Dudley stayed in the rest of the way instead of Barnes and played the game’s final quarter and a half, finishing with 11 points, eight boards and an amazing hustle rebound with two minutes left that led to a Denver foul and two Dudley free throws to tie the game.

It may come as a surprise that Dudley was a team-high plus 12 and Lou was second at a plus nine, but that’s how good the bench was late and in the first half as the Suns built up a 14-point lead.

Even Dragic played well, hitting a pair of big threes and two late free throws. With LB down, Dragic essentially played when Nash sat (13 minutes), and unlike earlier in the year he’s not a liability anymore.

“Our bench saved us again,” Gentry said. “When we made that run, we had all of our bench players in there. I continue to say that, but night in and night out our bench has been pretty good for us.”

This was no minor victory coming against a division-leading Denver squad that saw its five-game winning streak snapped in US Airways Center.

Now the Suns are the team with the five-game winning streak, which has immediately followed that ugly six-game losing streak, and they’ve picked the right time for their first run of more than three consecutive victories.

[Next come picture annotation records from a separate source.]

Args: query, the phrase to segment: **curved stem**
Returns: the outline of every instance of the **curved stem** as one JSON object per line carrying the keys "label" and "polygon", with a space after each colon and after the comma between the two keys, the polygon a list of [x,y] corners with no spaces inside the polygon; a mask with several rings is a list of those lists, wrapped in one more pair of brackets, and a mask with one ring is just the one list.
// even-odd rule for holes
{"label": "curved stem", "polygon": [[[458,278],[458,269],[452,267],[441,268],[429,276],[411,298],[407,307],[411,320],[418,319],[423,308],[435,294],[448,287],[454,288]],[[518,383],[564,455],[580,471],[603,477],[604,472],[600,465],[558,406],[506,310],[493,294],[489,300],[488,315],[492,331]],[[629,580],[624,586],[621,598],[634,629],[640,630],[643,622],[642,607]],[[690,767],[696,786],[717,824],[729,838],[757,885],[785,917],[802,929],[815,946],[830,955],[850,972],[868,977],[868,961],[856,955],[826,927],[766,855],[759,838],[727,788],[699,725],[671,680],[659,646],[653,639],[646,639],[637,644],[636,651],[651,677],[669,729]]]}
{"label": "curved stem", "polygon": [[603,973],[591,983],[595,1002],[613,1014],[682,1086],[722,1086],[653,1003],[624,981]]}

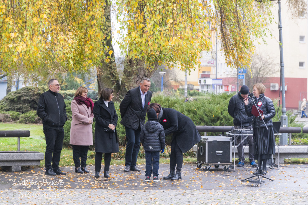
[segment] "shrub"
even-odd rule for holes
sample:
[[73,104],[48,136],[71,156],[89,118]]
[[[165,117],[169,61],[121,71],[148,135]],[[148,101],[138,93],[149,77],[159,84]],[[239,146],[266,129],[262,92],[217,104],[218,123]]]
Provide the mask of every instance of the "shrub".
[[36,110],[40,96],[47,90],[47,86],[28,86],[10,92],[0,101],[0,110],[22,113]]
[[96,90],[89,91],[88,93],[88,97],[93,100],[97,100],[99,98],[98,92]]
[[42,119],[36,115],[36,111],[31,111],[20,115],[18,123],[42,123]]
[[[182,95],[184,95],[184,94],[185,93],[185,90],[184,89],[178,89],[177,90],[179,92],[179,93]],[[187,90],[187,96],[190,96],[190,97],[193,97],[196,96],[204,96],[206,94],[204,93],[203,93],[201,92],[199,92],[198,90]],[[184,96],[186,97],[187,96]]]
[[71,102],[74,98],[74,95],[76,91],[75,90],[60,90],[59,91],[59,93],[62,95],[64,100],[68,100],[70,101],[70,104]]
[[0,112],[0,121],[3,123],[11,122],[19,119],[20,113],[15,111]]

Since the end of the losing streak, the Suns have cut a seemingly safe six-game Dallas lead in half with a game yet to play in Big D and two fewer games against playoff teams down the stretch.

If the Suns go 3-2 in their five games against playoff teams as well as win in Dallas, they won’t be the long shots they were a week and a half ago.

“We are playing for our playoff life right now,” J-Rich told Suns.com. “Every win is big for us and every game is big for us.”

If the Suns can beat division leaders by getting stops down the stretch and clutch play from an unheralded bench missing LB on a consistent basis, the regular season will yet have a happy ending.